Sunday, June 24, 2012

Discarded Dreams


It was a heavy week.  Sometimes I wonder if I'm the right person for the job.  I was irritated and asked my husband if I really seemed that approachable, like the kind of person someone could just break down and bawl in front of and talk about ending their life and he said yes.  Not what I wanted to hear.  I had put in some long days that week already and wanted an easier Friday, a half day.  I wanted to go home and spend time with my kids, but first thing that morning I found myself seconds away from calling the police.  Nothing was going according to plan.

The man's tears had flowed, his despair evident and for good reason, but when words of hope and the future crept back in and talk of sin, eternal damnation and merely the desire to be anywhere but here, not really wanting to die, I put the phone back in my pocket.  Instead I rallied his family, friends, the cleaning lady dressed head to toe in white.  I told her she was an angel, and had arrived at just the right time.  I wanted to squeeze her.  I squeezed him instead and eventually walked out breathing deep, reassured he would be okay.

My 91 year-old hospice patient earlier in the week talked again about how she once had beautiful handwriting as she struggled to write her initials for me.  She had yearned to be a journalist, but married at twenty and her life changed, her position switched to that of wife and mother.  The either/or plight of women back then I hear time and again.  "When I was younger I wanted to....but then I got married and had kids...." and you know the rest of the story.  This woman wrote profusely anyway, short stories she said, all tucked away in the attic for years until one day her daughter threw them all out.  My heart sank as she told me and I saw the look of sadness in her blue eyes.
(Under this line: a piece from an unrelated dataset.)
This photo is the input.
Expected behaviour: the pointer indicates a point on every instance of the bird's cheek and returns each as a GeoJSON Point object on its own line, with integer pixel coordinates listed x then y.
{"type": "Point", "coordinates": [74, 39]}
Another hospice patient, this time thirty-three was sleepy from morphine during the visit.  I was afraid of his peace and courage.

Why all of this in one week?  I've felt like giving up before, who hasn't?  The challenge is to keep motoring on, putting one foot in front of the other despite the obstacles.  I've done that.  It's crucial to remember our blessings along the way.  We're the lucky ones, some folks are out of time after only thirty-three short years.  I do get it and I try to be grateful every day.  But what has me the most anxious and unsettled is the thought of living for 91 years and leaving behind an attic full of dreams to one day be discarded, forgotten, or worse yet overlooked.